Verzichtbare Rügen, welche die Zulässigkeit der Klage betreffen und die entgegen § 520 ZPO und § 521 Abs. 2 ZPO nicht rechtzeitig vorgebracht werden, sind nach § 532 ZPO nur zuzulassen, wenn die Partei die Verspätung genügend entschuldigt. Dies gilt auch für neue Rügen, welche die Partei bereits in der ersten Instanz hätte vortragen müssen. Ohne hinreichende Entschuldigung sind diese Rügen gemäß § 532 ZPO in der Berufungsinstanz ausgeschlossen. Es schadet hier jeder Sorgfaltsverstoß. Die Partei ist z. B. entschuldigt, wenn sie einen richterlichen Hinweis aufgrund einer unklaren Formulierung missverstanden hat. Die Rüge der Unzuständigkeit des Gerichtes der ersten Instanz ist gemäß § 513 Abs. 2 ZPO in jedem Fall ausgeschlossen.
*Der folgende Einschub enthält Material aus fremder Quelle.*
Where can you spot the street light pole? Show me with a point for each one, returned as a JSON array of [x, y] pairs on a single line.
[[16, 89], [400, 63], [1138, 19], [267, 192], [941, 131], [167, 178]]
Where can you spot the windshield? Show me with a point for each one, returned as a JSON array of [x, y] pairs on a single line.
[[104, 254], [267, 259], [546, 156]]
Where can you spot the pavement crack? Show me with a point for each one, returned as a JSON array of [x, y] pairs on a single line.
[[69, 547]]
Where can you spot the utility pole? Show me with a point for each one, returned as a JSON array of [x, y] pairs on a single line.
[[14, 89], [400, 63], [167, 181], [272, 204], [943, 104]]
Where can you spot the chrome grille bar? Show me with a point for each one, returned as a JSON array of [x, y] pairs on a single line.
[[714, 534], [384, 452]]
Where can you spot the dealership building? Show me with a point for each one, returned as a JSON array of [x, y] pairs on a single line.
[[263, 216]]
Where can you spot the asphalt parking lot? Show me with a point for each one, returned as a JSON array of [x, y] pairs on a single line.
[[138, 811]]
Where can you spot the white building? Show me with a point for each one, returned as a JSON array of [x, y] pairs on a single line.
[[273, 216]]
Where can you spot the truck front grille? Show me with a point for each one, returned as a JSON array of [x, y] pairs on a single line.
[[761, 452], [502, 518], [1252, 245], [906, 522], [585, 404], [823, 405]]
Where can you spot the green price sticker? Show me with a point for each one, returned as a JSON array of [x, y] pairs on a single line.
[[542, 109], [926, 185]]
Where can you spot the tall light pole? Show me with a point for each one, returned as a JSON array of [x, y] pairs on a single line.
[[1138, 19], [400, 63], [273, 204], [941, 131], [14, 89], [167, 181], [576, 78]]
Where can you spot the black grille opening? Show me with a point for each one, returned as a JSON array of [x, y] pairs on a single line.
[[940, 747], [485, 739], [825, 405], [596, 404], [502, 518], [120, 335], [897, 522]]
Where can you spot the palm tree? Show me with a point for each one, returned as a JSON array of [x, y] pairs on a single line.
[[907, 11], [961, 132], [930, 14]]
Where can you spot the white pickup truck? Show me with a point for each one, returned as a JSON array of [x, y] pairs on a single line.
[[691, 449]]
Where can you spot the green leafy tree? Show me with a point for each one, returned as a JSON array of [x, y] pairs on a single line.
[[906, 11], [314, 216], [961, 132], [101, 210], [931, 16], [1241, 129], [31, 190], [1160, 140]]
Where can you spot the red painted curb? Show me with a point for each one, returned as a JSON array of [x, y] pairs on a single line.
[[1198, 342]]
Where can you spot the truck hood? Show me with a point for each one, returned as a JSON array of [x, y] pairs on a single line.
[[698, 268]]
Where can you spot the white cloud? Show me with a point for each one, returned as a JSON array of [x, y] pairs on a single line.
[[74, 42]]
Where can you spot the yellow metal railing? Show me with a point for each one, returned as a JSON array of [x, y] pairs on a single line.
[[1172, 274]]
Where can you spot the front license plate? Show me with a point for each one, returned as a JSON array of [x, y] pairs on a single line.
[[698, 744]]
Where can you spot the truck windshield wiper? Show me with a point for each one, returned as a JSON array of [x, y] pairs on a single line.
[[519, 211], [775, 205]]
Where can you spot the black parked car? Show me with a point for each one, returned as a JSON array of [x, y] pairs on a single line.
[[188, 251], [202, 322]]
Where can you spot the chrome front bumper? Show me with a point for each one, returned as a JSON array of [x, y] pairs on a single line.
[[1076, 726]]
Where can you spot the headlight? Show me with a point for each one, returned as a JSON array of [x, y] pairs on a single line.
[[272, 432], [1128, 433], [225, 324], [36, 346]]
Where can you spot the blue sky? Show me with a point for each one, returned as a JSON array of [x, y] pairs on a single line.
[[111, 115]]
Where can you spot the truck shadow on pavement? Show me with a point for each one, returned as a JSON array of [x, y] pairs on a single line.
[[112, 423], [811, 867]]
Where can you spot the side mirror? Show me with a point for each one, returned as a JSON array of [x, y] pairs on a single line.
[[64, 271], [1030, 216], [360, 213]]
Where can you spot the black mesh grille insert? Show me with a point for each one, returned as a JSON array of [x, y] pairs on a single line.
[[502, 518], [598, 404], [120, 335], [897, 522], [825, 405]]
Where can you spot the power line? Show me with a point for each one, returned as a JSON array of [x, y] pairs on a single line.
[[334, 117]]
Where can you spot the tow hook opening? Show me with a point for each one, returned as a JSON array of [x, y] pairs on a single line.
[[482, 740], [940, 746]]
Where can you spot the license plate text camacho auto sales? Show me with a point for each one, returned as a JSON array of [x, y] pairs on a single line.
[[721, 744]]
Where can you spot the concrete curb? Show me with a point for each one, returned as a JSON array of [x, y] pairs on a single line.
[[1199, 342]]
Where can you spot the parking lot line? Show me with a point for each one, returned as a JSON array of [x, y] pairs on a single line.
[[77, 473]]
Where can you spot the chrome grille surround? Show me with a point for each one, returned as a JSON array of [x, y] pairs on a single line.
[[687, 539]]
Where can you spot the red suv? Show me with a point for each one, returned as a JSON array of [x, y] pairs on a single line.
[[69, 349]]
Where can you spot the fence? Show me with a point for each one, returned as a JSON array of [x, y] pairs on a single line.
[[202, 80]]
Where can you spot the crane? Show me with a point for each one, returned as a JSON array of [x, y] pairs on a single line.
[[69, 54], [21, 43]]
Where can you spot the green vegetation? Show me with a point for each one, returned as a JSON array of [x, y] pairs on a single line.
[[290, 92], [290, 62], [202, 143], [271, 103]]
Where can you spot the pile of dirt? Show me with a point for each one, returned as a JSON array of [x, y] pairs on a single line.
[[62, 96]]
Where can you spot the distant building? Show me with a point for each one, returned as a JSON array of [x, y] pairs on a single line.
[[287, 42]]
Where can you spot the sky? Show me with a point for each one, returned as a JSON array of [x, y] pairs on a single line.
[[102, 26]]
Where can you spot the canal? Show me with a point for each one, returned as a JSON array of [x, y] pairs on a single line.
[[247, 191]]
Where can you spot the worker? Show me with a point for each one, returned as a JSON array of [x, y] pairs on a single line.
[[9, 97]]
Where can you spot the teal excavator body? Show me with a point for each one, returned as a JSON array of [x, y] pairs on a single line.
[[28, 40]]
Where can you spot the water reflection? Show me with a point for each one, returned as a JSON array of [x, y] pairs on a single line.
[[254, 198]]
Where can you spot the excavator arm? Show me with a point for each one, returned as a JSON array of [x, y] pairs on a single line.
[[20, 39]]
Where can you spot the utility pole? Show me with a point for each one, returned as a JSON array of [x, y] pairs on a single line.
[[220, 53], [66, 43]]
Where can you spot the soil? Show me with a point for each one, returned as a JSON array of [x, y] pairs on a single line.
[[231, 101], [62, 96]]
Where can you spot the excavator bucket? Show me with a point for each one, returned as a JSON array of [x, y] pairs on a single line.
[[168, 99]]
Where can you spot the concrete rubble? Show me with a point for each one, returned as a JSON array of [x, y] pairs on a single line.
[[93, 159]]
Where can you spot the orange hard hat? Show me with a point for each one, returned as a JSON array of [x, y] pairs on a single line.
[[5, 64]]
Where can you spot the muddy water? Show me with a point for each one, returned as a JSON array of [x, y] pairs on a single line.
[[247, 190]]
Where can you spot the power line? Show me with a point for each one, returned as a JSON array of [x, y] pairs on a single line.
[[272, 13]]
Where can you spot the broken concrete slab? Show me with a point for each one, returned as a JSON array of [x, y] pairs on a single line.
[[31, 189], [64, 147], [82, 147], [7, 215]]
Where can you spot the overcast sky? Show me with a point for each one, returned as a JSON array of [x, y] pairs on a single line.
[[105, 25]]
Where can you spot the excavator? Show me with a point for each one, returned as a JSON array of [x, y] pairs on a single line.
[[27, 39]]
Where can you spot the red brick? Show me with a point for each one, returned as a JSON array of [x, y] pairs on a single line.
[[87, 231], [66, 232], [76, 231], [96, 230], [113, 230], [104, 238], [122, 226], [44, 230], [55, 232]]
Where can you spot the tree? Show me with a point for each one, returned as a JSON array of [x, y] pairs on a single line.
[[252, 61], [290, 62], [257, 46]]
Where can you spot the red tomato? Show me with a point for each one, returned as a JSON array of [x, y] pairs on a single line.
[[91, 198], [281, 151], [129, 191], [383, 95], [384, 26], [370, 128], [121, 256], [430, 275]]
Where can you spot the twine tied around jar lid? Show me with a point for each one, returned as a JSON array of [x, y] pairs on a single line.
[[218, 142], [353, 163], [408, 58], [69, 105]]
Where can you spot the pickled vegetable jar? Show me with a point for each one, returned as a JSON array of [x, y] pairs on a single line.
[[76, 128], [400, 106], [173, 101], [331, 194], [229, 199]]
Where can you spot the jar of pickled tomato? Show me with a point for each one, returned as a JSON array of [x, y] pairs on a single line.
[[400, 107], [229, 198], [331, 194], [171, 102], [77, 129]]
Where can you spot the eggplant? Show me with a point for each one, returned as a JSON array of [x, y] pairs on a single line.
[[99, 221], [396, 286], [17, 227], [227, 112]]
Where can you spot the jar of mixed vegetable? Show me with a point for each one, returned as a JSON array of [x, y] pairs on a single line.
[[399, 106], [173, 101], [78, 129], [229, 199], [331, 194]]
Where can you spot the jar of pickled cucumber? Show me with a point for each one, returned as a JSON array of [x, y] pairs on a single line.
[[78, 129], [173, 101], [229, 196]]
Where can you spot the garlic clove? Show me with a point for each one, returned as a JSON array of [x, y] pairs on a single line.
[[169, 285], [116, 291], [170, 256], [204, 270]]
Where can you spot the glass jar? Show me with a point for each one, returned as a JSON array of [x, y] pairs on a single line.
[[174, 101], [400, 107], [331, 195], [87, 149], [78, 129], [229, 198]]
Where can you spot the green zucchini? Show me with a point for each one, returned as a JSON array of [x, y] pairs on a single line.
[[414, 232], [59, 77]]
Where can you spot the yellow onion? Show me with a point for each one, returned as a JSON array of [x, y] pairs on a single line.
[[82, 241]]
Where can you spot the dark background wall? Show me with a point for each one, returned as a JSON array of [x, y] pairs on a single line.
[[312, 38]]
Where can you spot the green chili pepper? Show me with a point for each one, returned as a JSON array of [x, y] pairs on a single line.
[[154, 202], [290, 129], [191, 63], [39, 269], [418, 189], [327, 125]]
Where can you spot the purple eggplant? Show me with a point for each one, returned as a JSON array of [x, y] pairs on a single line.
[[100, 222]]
§ 533 ZPO enthält weitere Einschränkungen, die den Angriff bzw. die Verteidigung selbst beschränken. Diese Norm schließt nicht Angriffs- und Verteidigungsmittel aus. Aufrechnung, Widerklage und Klageänderung sind danach nur zulässig, wenn der Gegner einwilligt oder das Gericht dies für sachdienlich hält und sie auf Tatsachen gestützt werden können, die das LAG nach § 529 ZPO ohnehin zu berücksichtigen hat, wie z. B. die bereits erstinstanzlich vorgetragenen Tatsachen und nach § 67 ArbGG zulässiges neues Vorbringen.

Wenn die Einwilligung nicht erteilt wird oder das Gericht die Zulassung auch unter Berücksichtigung der Prozesswirtschaftlichkeit für nicht geboten hält, wird die erklärte Aufrechnung nicht berücksichtigt bzw. die Widerklage oder Klageänderung werden als unzulässig abgewiesen.